O vômito veio à tona quando eles foram apreciar o cardápio. Não estavam acostumados a comer carne crua, muito menos mergulhada em salmoura vermelha. Esforçaram para realizar esta façanha mas os enlatados foram solicitados.
O casal se preparava para regressar. Dentro de poucos dias, o conserto do avião estaria concluído. Planejaram naquele dia, um roteiro de volta, passando por outros lugares famosos. Esquiar na neve fariam com mais freqüência para aproveitar bastante essa oportunidade única.
Chegaram tarde e muito cansados. Dormiram cedo.
Altas horas, Kelly acordou assustada passando a mão procurando o esposo e deparou com algo estranho, entre eles. De cabelos grandes completamente sem roupa, uma nativa se aninhou entre os braços de Ryan.

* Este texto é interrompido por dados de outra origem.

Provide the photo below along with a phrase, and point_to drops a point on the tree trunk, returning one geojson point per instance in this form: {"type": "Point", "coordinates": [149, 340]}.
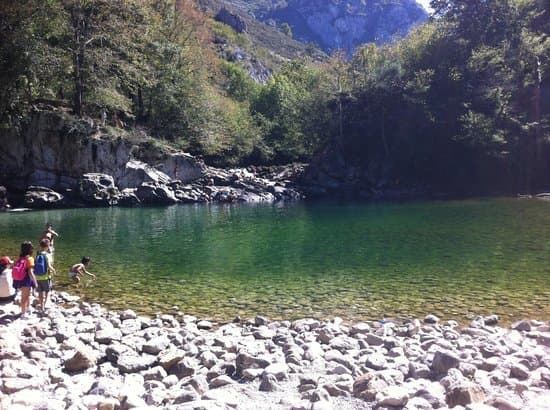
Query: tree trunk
{"type": "Point", "coordinates": [78, 55]}
{"type": "Point", "coordinates": [538, 162]}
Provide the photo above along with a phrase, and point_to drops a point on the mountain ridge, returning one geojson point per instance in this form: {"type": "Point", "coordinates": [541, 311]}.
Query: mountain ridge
{"type": "Point", "coordinates": [337, 24]}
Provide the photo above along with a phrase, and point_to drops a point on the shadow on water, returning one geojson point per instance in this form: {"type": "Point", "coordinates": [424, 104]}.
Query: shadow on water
{"type": "Point", "coordinates": [356, 260]}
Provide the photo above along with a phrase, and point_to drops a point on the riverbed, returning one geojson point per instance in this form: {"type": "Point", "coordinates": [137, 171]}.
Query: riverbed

Kelli, descontrolada e aos gritos, desarmou toda a vivenda enfeitada e alcochoada com pele de foca. A gritaria fora tamanha que várias pessoas correram para aquele local.
Sorrateiramente entrou um esquimó cobrando de Ryan os seus direitos; no seu linguajar, reclamava que emprestou sua esposa a ele e não houve a recíproca.
Ficou esperando até aquela hora e a aeromoça não apareceu. Já estava com seu grupo preparado para a luta.
Quando Kelly olhou a figura de estatura baixa, nariz mesorrino, olhos com prega palpebral, quase engolindo-a de desejos, olhou para o marido, arrastou-o e gritou desvairadamente: "Pernas para que te quero".